By JOHN HARLOW | Editor-in-Chief
Sunday, Aug. 20, marked the 35th anniversary of the release of Amy Heckerling’s “Fast Times at Ridgemont High,” based on a year-long undercover investigation into teen rituals at a San Diego high school by Rolling Stone journalist and future Palisadian Cameron Crowe.
The film not only made the writer and director’s reputations, but also introduced the world to future Oscar winners Sean Penn, Nicolas Cage (billed as Nicolas Coppola) and Forest Whitaker.
In 2005 the low-budget teen comedy was selected for preservation in the Library of Congress for being “culturally, historically or aesthetically significant.”
It could have been very different.
Universal Studios wanted David Lynch, master of the meandering oddity, to direct it, Crowe told Hollywood Reporter last week.

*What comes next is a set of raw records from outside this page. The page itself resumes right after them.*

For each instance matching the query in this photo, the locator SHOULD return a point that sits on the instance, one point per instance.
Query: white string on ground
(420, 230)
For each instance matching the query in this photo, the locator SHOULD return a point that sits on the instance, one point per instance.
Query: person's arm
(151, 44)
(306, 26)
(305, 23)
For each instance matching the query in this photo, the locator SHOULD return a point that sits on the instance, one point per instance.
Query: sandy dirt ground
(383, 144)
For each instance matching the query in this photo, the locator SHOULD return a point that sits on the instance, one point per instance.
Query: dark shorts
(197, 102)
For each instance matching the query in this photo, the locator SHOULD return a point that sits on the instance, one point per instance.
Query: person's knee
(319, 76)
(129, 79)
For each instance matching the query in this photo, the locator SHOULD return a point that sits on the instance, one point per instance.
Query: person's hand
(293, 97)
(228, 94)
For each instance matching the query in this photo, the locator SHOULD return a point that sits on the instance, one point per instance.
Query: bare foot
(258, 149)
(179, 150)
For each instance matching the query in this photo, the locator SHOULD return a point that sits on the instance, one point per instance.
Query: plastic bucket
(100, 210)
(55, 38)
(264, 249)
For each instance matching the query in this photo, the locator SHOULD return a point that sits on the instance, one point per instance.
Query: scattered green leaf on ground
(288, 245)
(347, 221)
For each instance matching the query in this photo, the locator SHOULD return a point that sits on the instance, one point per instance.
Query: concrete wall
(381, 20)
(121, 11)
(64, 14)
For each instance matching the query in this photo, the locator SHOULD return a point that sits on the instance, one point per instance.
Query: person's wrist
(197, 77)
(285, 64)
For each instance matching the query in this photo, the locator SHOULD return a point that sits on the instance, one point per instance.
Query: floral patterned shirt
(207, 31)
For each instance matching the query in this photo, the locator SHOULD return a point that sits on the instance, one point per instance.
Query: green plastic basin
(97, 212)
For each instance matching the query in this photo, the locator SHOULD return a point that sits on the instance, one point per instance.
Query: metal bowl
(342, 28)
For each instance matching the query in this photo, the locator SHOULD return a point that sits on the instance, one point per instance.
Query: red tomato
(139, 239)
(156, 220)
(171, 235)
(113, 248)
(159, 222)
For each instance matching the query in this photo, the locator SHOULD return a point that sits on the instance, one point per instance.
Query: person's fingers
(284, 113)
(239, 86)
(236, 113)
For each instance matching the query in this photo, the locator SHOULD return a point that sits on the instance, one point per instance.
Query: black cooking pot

The star of the movie remains the former Sherman Oaks Galleria, ground zero for the Ridgemont High social lives.
The filmmakers took it over after the stores closed every night for two months.
At one point, it would have starred Matthew Broderick, who went on to star in another teen classic, “Ferris Bueller’s Day Off” made by the late John Hughes. He credited “Fast Times,” after a shaky start, with making more realistic teen movies commercially viable in the 1980s.
First edition copies of Crowe’s 1981 book now sell for $300 on eBay, while the Palisadian went on to direct “Jerry Maguire,” “Almost Famous” and “Vanilla Sky.”